Getting the opportunity to go was no small feat.  Heintzelman spent six months getting medically and legally cleared through the Peace Corps.  She left St. Louis on June 17, 2019, but on March 16, 2020,  word was received that all Peace Corps Volunteers worldwide were being evacuated due to increasing air travel restrictions due to the pandemic.   

“We had one day to tell our school/community good-bye and get packed,” said Heintzelman.

When Heintzelman arrived in the southern district of Pujehun she had no idea what life was going to be like.  She started with 10 weeks of training living with a host family in a compound with four living areas and about 20 people.  

friends

Anne Heintzelman's closest neighbor volunteers, Elizabeth and Brittney in their matching outfits called "ashobi".

After training she moved onto her site where she was a science and mathematics teacher at an all girls’ secondary school.  At this location she was able to have her own house, but became very close to her next door neighbors who helped her everyday with something in the culture.

Learning a totally new way of life is not something many people desire to do.  Heintzelman was blessed to be welcomed into her site.  

“They supported me, were patient with me, and even helped me learn the Mende Language. They taught me so much about the culture of Sierra Leone.”

One of the hardest things to adjust to was the stereotype of a white person in this area.   Heintzelman explained that in a country that has received a lot of foreign aid the perception was that white people are all rich and have money to give freely.  

“It was difficult for me to get used to people asking me for money when they first interacted with me, but as time went on I was better equipped to explain who I was and people got to know me,” she said. 

Heintzelman is very disappointed in her short lived adventure, but she also realizes the severity of what the world is facing. 

“I am very grateful that my family and friends are healthy”, she added.   

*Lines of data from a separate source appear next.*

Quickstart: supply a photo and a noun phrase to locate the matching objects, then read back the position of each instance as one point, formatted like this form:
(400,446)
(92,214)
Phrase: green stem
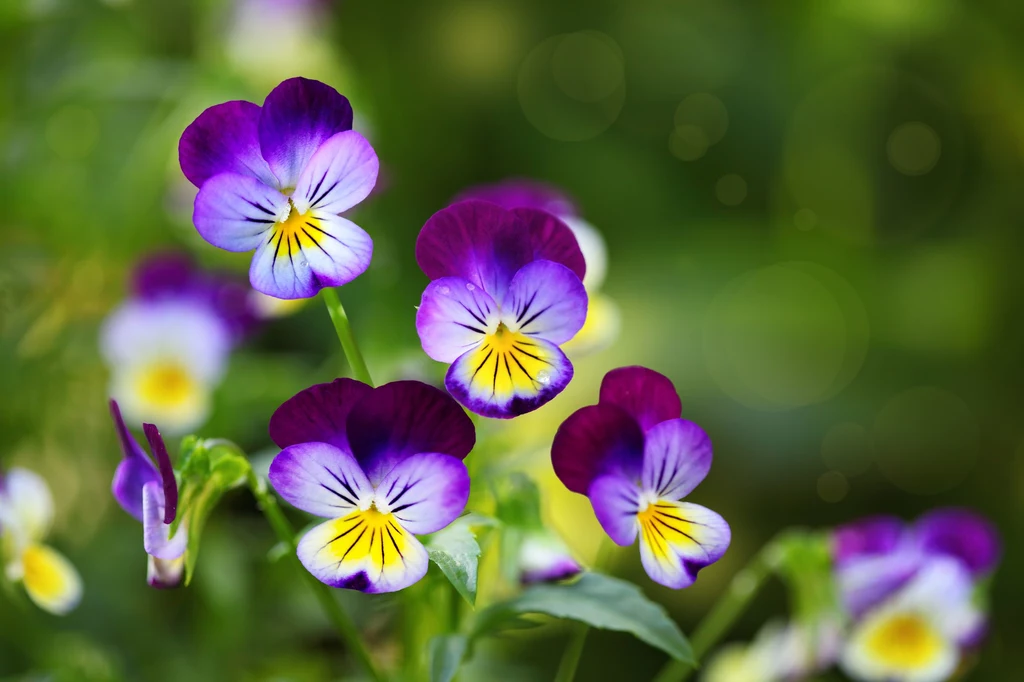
(713,628)
(344,331)
(344,626)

She still feels unfinished though as she was  wanting to do several projects with her students,  but that won’t happen now. While there, Heitzelman had begun reading news for the local radio station, and she is able to continue to do that from the U.S. 

maamu

Anne Heintzelman and her Auntie Maamu. She was a big role model for Heintzelman and her next door neighbor. She was the first to welcome her into the community.

There is definitely uncertainty about the opportunity to go back, but Heitzelman is keeping her options open.